You like to think that the people in the memories you tell yourself exist only for you. They march through a singular plot line over and over, never growing old, never growing tired, never deviating from the comfort of the familiar story you have replayed for yourself a hundred thousand times. You look forward to sleep because those are the times when you see them, in your dreams when they are the most real. They talk to you and comfort you when you are alone in the darkness of night. They are yours and yours alone. They’ll never leave you. They’ll never betray you. They’ll always be there for you. They become a refuge from the fucked up realities of daily life. You visit them more and more often, reliving those moments and sometimes even venturing outside of those memories until you realize that they will respond to you, they will tell you the things you want to hear, they will do anything to make you happy and whole. You no longer need to sleep because now you can talk to them when your eyes are still open. You never have to be apart again. It’s a fantasy, but you don’t care. You visit it as often as you can until the line between reality and fiction starts to fade and then eventually, nothing is real. 

In the pale dusk, she is bathed in a soft light so that for the first time I can see her, truly see her and all that has happened. Her dull eyes and white hair, pale skin and thin lips. She is an empty husk. The girl who has walked beside me through the darkness for all these years is gone. I let her fill my vision and as I raise my head I meet her hollow gaze and we share a long moment of dark silence. 
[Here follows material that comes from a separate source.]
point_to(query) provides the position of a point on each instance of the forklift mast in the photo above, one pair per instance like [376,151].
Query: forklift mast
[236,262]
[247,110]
I think back, as I peer into her face, to a time when her black hair was loosely curled and her skin was tawny and soft. When her bright eyes, dark and beautiful, glimmered in the twilight. When I was away from her, I would often think back on what had happened to her, what had happened to us, and watch her in my mind’s eye; walking right into the same hurt and suffering over and over, my memory projecting the scene onto the backs of my eyeballs, the plot never wavering, the results never changing, and each time I would watch this my stomach would tighten up and my palms would sweat and my heart would skip a beat and in this way I would live forever, my heart cheating the rules that bound that rest of humanity to the path of life and death, ever playing that scene over and over until I knew it all by rote and my heart ceased to beat all together. 

She never aged. She never changed. She was always perfect, in the summer of her youth even as I could feel winter coming for me from over the horizon. I put my hand over my still chest and she turns her face suddenly away, screwing up her eyes and biting her bottom lip so that her pale white chin blushes. I reach to strum her heart strings, to strike a soothing chord, but she falls away from me, and flops down in a large recliner, pockmarked with cigarette burns and patterned with stains, motioning for me to do the same. 

"Les caresses n'ont jamais transformé un tigre en chaton," she whispers around the butt of a cigarette.